Neoplasia; Intraepithelial, Cervix

Carcinoma

Glandular Neoplasms

Epithelial Neoplasm

Treatments

Dietary Supplement: Glizigen® + Ocoxin-Viusid®

Study type

Interventional

Funder types

Industry

Identifiers

NCT03549273

OOS-GLZ-2018

Details and patient eligibility

About

Phase II clinical trial, monocentric, not controlled, in patients with high grade cervical intraepithelial lesions. A total of 62 patients with a diagnosis of CIN II, III or carcinoma in situ will be included. It is expected that with the combination of natural products Glizigen® and Ocoxin®-Viusid® at least 60% of patients with treated intraepithelial lesions (IEL) have a global response (complete or partial), with elimination of the human papillomavirus and the viral load.

Full description

Main objective: To evaluate the effect of the combination of Glizigen® and Ocoxin®-Viusid® in the treatment of high-grade cervical intraepithelial lesions. Specific objectives: 1. To evaluate the overall response (colposcopic, histological and virological) in patients treated with the combination of the natural products Glizigen® and Ocoxin®-Viusid® in the treatment of high-grade cervical intraepithelial lesions. 2. Evaluate the colposcopic response in patients treated with the combination of natural products. 3. Evaluate the histological response in patients treated with the combination of natural products after conization. 4. Evaluate the virological response in patients treated with the combination of natural products. 5.Describe adverse events during treatment.

Enrollment

62 estimated patients

Sex

Female

Ages

18+ years old

Volunteers

No Healthy Volunteers

Inclusion criteria

Patients that meet the diagnostic criteria.
Patients with age ≥18 years.
Patients with residual lesion greater than 3 mm after the initial punch, measurable by video colposcopy and with major changes (Criteria from Rio 2011).
Patients that have a positive test to the oncogenic virus of the human papilloma (16, 18, 31, 33, 45, 52 and 58).
Patients who give their informed consent to participation in writing.
Patients who consent to perform the conization according to the study schedule.
Patients with normal laboratory parameters within the limits established in the institution (complete blood count, platelets and erythrosedimentation.
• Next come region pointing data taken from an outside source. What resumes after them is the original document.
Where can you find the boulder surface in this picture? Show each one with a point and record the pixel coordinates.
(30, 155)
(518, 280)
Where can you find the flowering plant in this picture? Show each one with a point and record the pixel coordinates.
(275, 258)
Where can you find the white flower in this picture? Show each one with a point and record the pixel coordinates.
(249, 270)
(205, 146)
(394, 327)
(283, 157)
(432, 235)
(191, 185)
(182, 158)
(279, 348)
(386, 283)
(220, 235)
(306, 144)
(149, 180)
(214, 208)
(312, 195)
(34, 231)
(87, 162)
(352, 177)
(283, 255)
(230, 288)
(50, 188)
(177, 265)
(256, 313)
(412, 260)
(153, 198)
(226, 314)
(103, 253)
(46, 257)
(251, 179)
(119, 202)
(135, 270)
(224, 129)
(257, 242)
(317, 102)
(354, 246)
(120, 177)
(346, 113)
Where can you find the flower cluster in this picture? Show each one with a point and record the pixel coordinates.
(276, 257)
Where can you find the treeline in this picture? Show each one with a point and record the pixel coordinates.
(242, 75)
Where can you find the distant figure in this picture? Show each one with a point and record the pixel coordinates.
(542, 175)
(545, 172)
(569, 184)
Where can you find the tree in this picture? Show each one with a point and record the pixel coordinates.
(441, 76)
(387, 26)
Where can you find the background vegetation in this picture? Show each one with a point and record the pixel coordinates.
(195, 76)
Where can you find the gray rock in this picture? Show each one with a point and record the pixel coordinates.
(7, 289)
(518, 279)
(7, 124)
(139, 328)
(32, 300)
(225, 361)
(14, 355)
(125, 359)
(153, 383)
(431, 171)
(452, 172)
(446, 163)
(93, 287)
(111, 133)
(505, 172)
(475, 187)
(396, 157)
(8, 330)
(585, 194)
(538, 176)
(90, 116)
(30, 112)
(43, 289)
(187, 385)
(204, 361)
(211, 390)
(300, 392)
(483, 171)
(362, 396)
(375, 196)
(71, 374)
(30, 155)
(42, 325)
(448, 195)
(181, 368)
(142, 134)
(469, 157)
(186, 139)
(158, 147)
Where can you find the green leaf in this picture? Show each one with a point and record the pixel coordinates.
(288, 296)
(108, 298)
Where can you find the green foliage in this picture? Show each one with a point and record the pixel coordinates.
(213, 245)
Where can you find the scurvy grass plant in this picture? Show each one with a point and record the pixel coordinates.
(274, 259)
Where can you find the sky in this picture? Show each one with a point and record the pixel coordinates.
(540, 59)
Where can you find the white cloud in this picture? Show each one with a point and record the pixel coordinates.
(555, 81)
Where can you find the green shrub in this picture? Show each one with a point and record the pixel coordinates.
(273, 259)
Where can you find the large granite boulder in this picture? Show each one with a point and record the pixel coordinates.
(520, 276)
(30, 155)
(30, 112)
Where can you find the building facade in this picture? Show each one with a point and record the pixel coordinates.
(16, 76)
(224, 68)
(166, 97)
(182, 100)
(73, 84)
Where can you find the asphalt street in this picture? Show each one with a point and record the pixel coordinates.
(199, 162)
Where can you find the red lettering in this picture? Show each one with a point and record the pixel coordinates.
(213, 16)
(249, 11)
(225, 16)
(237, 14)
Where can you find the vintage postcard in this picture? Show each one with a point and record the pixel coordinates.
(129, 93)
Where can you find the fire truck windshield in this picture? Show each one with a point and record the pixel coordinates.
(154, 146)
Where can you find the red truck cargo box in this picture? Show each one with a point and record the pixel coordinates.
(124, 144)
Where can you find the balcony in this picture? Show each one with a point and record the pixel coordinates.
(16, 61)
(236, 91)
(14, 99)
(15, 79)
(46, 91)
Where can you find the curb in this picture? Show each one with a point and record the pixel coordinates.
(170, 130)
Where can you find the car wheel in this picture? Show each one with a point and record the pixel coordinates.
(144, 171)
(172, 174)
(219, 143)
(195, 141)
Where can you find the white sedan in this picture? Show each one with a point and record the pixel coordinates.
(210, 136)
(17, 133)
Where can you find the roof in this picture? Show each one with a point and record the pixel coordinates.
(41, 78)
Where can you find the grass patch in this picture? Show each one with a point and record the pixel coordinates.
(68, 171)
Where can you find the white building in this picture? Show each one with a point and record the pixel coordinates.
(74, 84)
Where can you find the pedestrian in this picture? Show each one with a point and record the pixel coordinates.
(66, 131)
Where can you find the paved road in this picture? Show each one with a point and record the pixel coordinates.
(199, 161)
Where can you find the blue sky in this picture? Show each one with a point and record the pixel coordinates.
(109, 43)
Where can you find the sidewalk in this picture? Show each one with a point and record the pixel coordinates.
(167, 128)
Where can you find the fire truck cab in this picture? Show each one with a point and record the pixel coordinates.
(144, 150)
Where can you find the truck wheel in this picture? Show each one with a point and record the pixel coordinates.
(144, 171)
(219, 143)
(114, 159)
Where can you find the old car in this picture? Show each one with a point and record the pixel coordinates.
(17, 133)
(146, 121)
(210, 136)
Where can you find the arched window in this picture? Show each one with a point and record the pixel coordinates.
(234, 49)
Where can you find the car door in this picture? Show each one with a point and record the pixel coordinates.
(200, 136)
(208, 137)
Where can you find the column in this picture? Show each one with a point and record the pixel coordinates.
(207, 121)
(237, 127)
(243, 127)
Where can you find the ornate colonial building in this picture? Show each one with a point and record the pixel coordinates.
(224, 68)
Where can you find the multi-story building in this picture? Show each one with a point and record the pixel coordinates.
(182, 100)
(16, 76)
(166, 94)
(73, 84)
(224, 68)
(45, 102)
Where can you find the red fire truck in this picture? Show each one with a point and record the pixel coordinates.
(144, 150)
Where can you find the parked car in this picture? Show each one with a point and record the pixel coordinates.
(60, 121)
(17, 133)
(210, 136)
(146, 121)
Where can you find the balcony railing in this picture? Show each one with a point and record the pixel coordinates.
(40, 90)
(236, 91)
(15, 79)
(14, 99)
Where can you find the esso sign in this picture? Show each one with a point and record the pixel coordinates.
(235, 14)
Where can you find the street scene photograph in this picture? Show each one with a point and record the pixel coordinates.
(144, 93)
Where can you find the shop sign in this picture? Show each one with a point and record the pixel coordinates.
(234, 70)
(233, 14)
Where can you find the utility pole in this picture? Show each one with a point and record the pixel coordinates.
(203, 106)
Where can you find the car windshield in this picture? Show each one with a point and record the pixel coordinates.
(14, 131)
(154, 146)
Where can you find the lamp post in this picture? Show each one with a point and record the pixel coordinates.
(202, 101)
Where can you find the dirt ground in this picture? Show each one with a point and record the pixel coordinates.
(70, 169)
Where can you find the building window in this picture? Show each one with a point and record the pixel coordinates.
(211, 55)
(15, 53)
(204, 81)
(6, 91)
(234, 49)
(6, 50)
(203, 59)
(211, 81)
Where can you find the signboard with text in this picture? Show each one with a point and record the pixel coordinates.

In the case of male sex (vasectomy, use of condoms) while the treatment lasts.

Exclusion criteria

Patients who have received surgical, ablative, radiant, immunomodulatory or chemotherapy treatment 30 days before recruitment.
Patients pregnant or breastfeeding.
Patients with acute cervico-vaginal infections.
Patients with positive serology known to HIV and/or syphilis.
Patients with diseases that compromise the state of consciousness or their possibility of collaboration.
Patients with a history of severe allergic history.
Patients who are participating in another research.